You can still do that in Pages on the Mac, and you can also now do so in Pages for iOS. The new Table of Contents view does not prevent you from including a table of contents within a document’s body text. Include a Table of Contents in a Document’s Text The default table-of-contents styles in a document based on the Blank template.
Note that it doesn’t matter if you redefine how any of these styles look, or even if you rename them: as long as they’re selected for inclusion, paragraphs using those styles show up in the Table of Contents view. Many of the other Pages templates also provide pre-selected table-of-contents styles. Use those styles in any document based on that template and you’ll automatically have a usable Table of Contents view. The default Blank template in Pages already includes a set of useful paragraph styles, and four of those styles-Heading, Heading 2, Heading 3, and Heading Red-have been preselected for inclusion in the Blank template’s Table of Contents view. Two paragraph styles have been chosen for inclusion in this Table of Contents view. You can also establish a visual hierarchy among the Table of Contents view’s entries by using the indent and outdent controls associated with each style. The editor lists all the paragraph styles in the document with a checkbox by each style: check the box and the paragraphs using that style show up in the Table of Contents view. All three Pages apps have an Edit button right at the top of their Table of Contents views that, when clicked or tapped, displays this editor.
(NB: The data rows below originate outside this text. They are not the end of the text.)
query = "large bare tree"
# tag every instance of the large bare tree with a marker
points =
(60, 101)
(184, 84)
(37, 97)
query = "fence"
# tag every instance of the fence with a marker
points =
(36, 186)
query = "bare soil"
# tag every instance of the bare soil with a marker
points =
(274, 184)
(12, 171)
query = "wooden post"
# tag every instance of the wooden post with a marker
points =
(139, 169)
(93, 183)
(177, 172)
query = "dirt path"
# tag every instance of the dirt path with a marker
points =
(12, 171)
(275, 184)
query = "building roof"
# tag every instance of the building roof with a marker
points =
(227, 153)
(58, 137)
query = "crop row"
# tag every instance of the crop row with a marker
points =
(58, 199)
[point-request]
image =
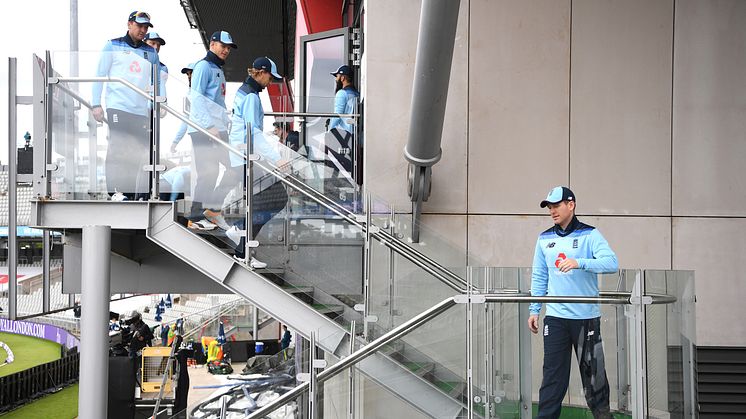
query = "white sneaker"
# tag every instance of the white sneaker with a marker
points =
(257, 264)
(216, 218)
(234, 234)
(118, 197)
(202, 225)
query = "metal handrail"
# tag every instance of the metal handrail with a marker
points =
(314, 114)
(613, 298)
(430, 266)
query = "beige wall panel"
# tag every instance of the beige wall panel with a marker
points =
(620, 119)
(518, 103)
(390, 53)
(504, 240)
(713, 248)
(639, 243)
(509, 240)
(709, 101)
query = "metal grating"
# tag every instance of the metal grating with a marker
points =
(721, 376)
(259, 27)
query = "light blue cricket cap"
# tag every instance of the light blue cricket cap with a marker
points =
(558, 194)
(224, 37)
(264, 63)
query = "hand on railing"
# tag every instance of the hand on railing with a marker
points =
(98, 113)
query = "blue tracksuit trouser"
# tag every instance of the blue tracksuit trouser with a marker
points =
(561, 336)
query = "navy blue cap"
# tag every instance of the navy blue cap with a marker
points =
(558, 194)
(188, 68)
(264, 63)
(140, 17)
(344, 70)
(224, 37)
(153, 36)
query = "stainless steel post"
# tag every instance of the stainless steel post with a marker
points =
(255, 322)
(524, 355)
(249, 193)
(155, 135)
(94, 349)
(74, 38)
(223, 406)
(351, 389)
(367, 265)
(469, 346)
(312, 390)
(392, 270)
(45, 243)
(12, 191)
(639, 348)
(49, 108)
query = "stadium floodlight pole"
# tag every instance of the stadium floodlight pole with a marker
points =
(95, 292)
(432, 72)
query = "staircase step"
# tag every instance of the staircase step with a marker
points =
(349, 300)
(454, 389)
(328, 308)
(421, 369)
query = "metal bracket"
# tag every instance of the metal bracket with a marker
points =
(158, 168)
(466, 299)
(646, 300)
(303, 377)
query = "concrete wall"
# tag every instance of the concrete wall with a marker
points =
(637, 105)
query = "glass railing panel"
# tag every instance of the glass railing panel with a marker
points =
(495, 346)
(98, 152)
(434, 352)
(615, 329)
(402, 287)
(380, 282)
(670, 338)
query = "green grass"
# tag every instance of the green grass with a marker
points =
(28, 352)
(60, 405)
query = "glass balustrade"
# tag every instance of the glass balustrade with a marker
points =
(316, 225)
(472, 352)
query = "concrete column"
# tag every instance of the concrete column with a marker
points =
(255, 322)
(94, 319)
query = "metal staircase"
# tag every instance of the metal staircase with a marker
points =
(314, 285)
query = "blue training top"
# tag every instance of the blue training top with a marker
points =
(345, 102)
(207, 95)
(247, 109)
(124, 58)
(583, 243)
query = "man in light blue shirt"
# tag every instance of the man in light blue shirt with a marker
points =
(127, 113)
(567, 259)
(340, 149)
(207, 99)
(156, 41)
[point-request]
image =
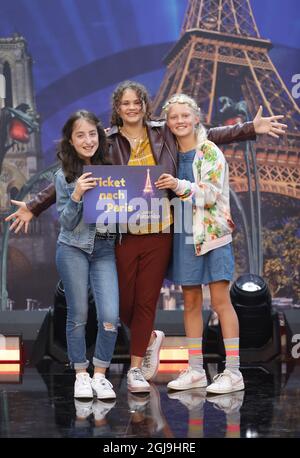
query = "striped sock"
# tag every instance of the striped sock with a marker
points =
(232, 354)
(195, 353)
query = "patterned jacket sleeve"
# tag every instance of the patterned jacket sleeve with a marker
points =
(204, 193)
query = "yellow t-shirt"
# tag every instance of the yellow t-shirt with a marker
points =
(142, 154)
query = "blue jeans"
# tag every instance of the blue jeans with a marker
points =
(78, 270)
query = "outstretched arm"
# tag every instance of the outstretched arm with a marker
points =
(26, 211)
(268, 125)
(20, 218)
(248, 130)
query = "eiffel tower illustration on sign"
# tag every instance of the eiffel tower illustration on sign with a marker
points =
(221, 61)
(148, 189)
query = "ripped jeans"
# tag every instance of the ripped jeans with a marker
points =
(79, 269)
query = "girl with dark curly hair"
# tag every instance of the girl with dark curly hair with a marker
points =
(85, 256)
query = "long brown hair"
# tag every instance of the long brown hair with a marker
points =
(72, 164)
(141, 93)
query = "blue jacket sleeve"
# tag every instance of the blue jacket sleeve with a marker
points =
(69, 211)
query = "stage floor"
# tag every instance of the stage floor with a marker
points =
(41, 405)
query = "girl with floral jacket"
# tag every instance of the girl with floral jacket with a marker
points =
(202, 249)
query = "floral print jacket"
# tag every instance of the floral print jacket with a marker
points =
(209, 195)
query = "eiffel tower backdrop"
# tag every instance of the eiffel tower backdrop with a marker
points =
(221, 61)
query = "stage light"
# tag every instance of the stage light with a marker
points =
(251, 299)
(10, 373)
(10, 348)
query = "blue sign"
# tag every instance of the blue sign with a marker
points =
(124, 194)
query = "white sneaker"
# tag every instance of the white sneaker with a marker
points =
(229, 403)
(82, 387)
(190, 398)
(83, 409)
(102, 387)
(226, 382)
(101, 408)
(187, 379)
(150, 362)
(136, 382)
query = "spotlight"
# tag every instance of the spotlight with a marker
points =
(251, 299)
(10, 348)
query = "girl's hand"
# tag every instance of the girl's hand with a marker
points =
(166, 181)
(83, 184)
(20, 218)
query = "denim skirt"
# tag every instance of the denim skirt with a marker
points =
(188, 269)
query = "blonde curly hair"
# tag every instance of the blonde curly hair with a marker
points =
(201, 133)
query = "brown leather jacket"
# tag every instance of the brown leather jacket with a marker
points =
(164, 149)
You use the Select Styles editor to choose the paragraph styles that your Table of Contents view looks for when it collects its entries. Usually, you want table-of-contents entries to be short headings, so if your document has such headings, and you have applied the same paragraph style to each of those headings, you can select that heading style for inclusion in the Table of Contents view. Tables of contents in Pages are style-based: that is, a Table of Contents view lists those paragraphs in your document that have specific paragraph styles applied to them. This new view provides other benefits as well. As one would hope, populating a Table of Contents view is almost effortless. Appearing in a sidebar (on the Mac) or in a popover (in iOS and in the iCloud app), the Table of Contents view automatically updates itself as you work on the document and provides a quick way to move around the document-just click or tap an entry in the Table of Contents view to jump to it. The new Table of Contents view in the latest versions of Pages provides that navigational help.
#CREATE TABLE OF CONTENTS IN WORD MAC MAC#
However, the other versions of Pages could not make them, and the tables of contents that Pages for the Mac inserted into documents, while undeniably helpful for the eventual readers of those documents, were not particularly useful navigation tools for their writers.
Pages for the Mac has long been able to insert a table of contents into a document as part of its body text. Long-time Pages users who merely skimmed those pages can be forgiven for saying, “Wait a minute-I thought Pages could already make tables of contents!”
#CREATE TABLE OF CONTENTS IN WORD MAC UPDATE#
When Apple updated its iWork apps earlier this year (see “ iWork Update Brings iOS Apps Closer to Parity”, 2 April 2019), the “What’s New” pages for Pages 8.0 for the Mac, Pages 5.0 for iOS, and the Pages iCloud app all listed a “Table of Contents view” as the top new feature.